Снайдер поерзал, потом оперся рукой о диван и медленно поднялся. Приблизившись вплотную к жене, он прокричал ей на ухо:

– Мэй, иди полежи. Потом принесу тебе кусок пирога.

Она буравила непонимающим взглядом его шею, но я готова была поклясться, что она точно знала, чего от нее добиваются, и что на нее просто нашло.

– Зачем ты включил свет? – спросила она. – Ведь еще день.

– Эта лампочка обходится всего в пять центов, – сказал Снайдер.

– Что?

– Я говорю, на улице уже темно хоть глаз выколи, и тебе пора спать! – заорал он.

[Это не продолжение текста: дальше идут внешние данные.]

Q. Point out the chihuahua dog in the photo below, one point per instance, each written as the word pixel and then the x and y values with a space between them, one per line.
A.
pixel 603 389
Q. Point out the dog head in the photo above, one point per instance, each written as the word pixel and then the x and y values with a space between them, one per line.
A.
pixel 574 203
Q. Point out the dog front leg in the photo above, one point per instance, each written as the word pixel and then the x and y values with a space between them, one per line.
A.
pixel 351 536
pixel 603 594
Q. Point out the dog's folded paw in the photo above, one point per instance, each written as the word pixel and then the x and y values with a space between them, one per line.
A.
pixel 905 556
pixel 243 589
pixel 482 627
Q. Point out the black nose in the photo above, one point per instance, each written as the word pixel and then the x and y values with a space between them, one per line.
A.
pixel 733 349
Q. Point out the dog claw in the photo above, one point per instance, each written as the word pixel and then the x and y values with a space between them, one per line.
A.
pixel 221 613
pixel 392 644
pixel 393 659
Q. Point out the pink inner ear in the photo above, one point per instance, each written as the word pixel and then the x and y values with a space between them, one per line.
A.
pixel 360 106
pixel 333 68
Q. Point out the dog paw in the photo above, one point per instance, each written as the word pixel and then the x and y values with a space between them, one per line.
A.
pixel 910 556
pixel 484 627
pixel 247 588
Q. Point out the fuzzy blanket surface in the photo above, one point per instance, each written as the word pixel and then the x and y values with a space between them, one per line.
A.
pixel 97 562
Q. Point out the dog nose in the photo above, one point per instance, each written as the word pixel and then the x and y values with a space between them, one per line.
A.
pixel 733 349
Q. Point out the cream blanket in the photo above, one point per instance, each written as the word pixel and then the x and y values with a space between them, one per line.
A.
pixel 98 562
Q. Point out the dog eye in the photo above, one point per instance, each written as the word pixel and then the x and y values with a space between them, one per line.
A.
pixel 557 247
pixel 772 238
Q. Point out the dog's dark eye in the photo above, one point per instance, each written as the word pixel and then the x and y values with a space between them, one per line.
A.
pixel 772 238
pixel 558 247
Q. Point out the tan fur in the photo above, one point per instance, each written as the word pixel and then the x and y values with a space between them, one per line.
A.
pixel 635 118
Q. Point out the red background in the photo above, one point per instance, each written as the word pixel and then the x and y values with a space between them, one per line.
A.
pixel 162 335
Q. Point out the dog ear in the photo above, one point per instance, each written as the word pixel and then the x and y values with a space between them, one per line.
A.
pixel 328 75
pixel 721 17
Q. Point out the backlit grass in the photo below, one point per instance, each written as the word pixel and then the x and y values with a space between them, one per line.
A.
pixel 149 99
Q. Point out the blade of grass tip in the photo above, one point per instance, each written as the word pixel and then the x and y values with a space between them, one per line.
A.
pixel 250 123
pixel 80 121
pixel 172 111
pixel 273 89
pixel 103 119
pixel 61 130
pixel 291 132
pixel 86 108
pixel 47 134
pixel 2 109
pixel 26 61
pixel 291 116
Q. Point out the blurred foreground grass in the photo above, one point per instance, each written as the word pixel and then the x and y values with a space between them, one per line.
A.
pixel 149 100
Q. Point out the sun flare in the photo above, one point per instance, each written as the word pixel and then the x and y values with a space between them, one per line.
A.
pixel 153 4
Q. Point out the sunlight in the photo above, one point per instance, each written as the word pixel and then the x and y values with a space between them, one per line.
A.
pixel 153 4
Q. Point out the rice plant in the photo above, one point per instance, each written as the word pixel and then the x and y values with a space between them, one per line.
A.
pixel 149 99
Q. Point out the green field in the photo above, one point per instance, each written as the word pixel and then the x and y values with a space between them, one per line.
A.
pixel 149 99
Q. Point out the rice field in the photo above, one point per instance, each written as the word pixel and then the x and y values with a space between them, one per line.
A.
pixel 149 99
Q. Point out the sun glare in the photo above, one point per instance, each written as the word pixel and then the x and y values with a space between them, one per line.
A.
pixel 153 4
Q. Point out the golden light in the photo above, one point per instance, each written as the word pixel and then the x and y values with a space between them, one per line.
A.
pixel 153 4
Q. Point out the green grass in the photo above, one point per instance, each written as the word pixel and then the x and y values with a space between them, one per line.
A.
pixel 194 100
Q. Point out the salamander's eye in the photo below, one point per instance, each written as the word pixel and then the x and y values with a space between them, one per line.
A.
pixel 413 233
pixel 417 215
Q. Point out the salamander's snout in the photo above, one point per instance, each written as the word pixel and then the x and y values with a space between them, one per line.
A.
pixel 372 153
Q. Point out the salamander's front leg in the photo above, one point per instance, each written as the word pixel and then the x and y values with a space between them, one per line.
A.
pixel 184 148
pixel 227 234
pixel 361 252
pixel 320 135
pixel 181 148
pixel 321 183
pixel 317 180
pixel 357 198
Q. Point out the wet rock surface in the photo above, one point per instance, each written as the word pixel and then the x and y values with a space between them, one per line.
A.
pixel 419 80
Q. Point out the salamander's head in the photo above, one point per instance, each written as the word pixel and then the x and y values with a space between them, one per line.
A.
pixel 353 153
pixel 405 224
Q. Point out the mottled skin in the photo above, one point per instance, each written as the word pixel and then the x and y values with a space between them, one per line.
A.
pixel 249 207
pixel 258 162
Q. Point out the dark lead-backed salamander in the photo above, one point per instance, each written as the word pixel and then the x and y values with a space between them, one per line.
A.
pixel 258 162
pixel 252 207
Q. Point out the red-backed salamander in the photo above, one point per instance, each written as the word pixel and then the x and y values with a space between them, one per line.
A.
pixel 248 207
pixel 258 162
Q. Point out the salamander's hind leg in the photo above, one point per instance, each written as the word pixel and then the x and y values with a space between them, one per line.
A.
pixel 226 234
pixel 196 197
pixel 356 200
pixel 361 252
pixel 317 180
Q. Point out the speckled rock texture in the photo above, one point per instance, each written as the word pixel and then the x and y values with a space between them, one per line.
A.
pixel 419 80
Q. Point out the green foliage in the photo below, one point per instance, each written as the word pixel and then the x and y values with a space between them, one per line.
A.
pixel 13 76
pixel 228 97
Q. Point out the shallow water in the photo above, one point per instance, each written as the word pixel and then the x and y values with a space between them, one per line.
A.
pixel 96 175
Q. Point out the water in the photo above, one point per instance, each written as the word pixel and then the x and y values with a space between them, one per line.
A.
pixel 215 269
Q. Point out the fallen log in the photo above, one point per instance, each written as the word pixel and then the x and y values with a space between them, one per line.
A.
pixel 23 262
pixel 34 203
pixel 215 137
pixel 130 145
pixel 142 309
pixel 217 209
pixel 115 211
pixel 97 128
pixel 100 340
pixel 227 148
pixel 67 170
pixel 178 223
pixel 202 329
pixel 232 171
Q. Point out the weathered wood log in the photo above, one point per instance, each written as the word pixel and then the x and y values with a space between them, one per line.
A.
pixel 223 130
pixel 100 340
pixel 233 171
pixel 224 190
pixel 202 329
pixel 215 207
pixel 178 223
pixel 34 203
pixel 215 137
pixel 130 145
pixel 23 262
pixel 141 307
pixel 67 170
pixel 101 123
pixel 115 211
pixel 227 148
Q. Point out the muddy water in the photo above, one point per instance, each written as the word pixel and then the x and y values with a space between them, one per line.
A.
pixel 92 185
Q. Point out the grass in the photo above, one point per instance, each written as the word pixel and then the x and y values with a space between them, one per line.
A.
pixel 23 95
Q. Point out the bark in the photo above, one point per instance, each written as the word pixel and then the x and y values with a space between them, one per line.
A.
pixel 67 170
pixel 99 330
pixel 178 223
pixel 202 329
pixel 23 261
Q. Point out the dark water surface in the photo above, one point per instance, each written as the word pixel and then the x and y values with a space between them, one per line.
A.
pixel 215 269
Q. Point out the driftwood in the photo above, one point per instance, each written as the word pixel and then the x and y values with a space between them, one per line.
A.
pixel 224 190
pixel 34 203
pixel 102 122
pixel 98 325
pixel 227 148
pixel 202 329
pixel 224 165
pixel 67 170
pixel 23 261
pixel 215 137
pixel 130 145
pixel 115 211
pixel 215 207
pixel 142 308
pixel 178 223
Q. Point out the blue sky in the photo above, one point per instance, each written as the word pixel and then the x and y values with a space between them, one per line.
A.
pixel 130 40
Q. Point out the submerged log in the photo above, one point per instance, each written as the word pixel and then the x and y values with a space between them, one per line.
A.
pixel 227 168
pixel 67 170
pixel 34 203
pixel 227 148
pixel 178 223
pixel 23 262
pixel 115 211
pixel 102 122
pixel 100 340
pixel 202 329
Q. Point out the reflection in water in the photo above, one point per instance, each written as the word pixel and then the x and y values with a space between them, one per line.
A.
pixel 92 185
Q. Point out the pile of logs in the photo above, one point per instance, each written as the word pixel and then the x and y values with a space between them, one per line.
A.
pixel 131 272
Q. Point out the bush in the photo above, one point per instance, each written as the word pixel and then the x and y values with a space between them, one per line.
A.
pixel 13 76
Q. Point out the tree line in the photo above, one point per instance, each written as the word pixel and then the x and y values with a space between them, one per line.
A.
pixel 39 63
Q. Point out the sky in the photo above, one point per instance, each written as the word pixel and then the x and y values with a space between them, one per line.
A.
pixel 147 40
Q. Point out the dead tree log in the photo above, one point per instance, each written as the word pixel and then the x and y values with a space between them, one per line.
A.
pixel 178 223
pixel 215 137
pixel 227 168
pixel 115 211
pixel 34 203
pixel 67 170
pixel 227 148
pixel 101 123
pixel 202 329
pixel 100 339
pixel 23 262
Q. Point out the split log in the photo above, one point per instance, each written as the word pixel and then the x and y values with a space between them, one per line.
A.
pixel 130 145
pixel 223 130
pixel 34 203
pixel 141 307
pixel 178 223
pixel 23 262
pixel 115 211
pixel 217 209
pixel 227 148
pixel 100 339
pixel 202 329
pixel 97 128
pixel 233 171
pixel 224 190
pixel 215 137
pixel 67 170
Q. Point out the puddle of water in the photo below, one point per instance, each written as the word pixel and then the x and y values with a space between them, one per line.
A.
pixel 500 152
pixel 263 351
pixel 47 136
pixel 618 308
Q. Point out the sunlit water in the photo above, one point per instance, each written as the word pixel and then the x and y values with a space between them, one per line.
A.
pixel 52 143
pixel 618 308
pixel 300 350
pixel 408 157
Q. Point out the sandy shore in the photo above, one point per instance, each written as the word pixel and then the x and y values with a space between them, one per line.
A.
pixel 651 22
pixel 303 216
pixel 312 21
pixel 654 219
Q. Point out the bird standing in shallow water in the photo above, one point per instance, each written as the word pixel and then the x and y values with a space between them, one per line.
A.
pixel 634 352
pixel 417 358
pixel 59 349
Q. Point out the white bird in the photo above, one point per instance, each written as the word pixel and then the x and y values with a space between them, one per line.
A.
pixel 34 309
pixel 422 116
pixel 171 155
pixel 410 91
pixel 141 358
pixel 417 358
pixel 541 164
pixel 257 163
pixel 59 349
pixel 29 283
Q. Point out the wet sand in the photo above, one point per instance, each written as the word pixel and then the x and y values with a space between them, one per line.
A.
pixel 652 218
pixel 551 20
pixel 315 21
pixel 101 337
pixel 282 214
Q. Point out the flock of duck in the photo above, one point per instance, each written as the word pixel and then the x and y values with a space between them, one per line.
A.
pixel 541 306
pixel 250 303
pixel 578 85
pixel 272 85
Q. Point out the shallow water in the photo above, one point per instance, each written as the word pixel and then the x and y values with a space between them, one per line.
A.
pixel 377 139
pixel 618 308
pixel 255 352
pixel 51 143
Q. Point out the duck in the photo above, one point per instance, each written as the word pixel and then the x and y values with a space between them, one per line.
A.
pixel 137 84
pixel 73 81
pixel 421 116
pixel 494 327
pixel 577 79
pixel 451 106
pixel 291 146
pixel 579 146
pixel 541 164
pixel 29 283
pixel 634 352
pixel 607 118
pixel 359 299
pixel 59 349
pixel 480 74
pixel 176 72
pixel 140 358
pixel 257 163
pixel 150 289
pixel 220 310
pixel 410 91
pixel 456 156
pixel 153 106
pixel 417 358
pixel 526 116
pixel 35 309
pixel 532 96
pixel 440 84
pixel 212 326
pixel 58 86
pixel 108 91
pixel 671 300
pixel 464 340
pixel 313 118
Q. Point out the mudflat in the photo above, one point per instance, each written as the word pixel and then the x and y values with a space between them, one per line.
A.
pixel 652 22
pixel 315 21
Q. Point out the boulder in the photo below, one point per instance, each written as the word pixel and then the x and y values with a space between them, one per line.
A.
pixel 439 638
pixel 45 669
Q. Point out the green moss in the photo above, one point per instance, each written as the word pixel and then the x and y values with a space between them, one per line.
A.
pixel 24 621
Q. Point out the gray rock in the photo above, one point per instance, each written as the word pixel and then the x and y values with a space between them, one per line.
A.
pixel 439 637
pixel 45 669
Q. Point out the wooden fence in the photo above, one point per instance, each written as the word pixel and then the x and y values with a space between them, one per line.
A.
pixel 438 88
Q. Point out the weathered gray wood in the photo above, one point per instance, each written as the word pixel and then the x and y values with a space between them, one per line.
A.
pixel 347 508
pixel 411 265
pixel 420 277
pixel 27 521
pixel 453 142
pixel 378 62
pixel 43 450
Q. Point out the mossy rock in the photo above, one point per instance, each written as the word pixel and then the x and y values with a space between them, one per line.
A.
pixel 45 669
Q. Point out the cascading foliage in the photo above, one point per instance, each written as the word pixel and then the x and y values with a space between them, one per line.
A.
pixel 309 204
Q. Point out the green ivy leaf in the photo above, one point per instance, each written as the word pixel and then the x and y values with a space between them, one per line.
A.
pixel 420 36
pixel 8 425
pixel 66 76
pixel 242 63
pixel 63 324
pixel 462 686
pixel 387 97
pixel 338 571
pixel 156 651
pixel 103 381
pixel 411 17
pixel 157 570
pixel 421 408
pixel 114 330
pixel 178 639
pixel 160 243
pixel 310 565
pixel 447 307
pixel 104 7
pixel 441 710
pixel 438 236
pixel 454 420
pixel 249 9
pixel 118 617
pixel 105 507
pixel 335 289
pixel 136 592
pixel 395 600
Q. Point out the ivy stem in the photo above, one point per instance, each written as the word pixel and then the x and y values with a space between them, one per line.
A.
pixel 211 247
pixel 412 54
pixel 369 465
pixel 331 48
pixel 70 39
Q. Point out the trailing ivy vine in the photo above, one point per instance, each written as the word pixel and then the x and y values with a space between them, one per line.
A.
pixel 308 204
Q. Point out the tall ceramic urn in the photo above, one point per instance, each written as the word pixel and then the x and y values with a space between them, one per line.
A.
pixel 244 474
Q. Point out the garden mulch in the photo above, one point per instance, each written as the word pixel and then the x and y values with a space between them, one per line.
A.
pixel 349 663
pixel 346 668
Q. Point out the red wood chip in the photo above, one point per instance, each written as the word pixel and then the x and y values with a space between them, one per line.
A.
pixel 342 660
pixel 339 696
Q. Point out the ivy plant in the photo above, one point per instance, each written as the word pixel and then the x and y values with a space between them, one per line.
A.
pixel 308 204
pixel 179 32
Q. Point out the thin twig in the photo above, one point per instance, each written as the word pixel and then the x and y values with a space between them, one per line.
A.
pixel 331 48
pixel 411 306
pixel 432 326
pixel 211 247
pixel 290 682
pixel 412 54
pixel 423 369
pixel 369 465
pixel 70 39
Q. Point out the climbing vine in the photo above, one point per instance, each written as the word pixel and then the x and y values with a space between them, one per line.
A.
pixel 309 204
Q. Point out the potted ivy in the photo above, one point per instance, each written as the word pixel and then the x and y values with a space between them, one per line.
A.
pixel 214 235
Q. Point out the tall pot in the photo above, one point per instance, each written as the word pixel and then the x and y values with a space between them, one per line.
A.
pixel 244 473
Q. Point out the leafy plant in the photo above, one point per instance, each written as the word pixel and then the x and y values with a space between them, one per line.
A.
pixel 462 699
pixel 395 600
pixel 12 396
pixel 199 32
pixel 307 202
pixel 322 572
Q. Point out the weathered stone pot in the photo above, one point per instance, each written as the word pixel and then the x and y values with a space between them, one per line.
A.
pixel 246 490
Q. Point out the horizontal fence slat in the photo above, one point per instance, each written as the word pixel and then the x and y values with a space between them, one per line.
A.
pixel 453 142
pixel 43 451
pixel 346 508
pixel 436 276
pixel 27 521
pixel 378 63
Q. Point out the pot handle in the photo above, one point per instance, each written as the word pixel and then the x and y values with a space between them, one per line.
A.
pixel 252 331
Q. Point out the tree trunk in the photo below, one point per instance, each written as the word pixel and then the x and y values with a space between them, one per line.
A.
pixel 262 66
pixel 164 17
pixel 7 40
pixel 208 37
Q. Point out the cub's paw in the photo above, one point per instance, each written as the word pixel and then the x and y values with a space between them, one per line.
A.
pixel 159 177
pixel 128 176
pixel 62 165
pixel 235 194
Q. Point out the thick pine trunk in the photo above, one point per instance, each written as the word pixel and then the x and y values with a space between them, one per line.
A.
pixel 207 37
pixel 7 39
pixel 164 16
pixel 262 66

– Хорошо, – согласилась она. – В таком случае я пойду.

Она принялась старательно разворачивать ходунок – каждое движение давалось ей с трудом. Взгляд скользнул в мою сторону, и тут она, похоже, догадалась, что они не одни.

– Кто там?

– Одна женщина, – поспешно объяснил Снайдер. – Я рассказывал ей про то, как не повезло Леонарду.

– Ты сказал ей, что я слышала в ту ночь? Расскажи, как я не могла уснуть из-за стука. Вешал картины... бум, бум, бум. Я даже приняла таблетку, так у меня разболелась голова.

– Мэй, это было в другой день. Сколько тебе повторять? Этого не могло быть, потому что его не было дома, а кроме него стучать некому. Грабители не развешивают картины.

Он взглянул на меня и многозначительно повертел указательным пальцем у виска, давая понять, что у нее не все дома.

– Стучит и стучит, – бормотала она себе под нос, толкая перед собой ходунок, словно это была какая-нибудь вешалка для белья.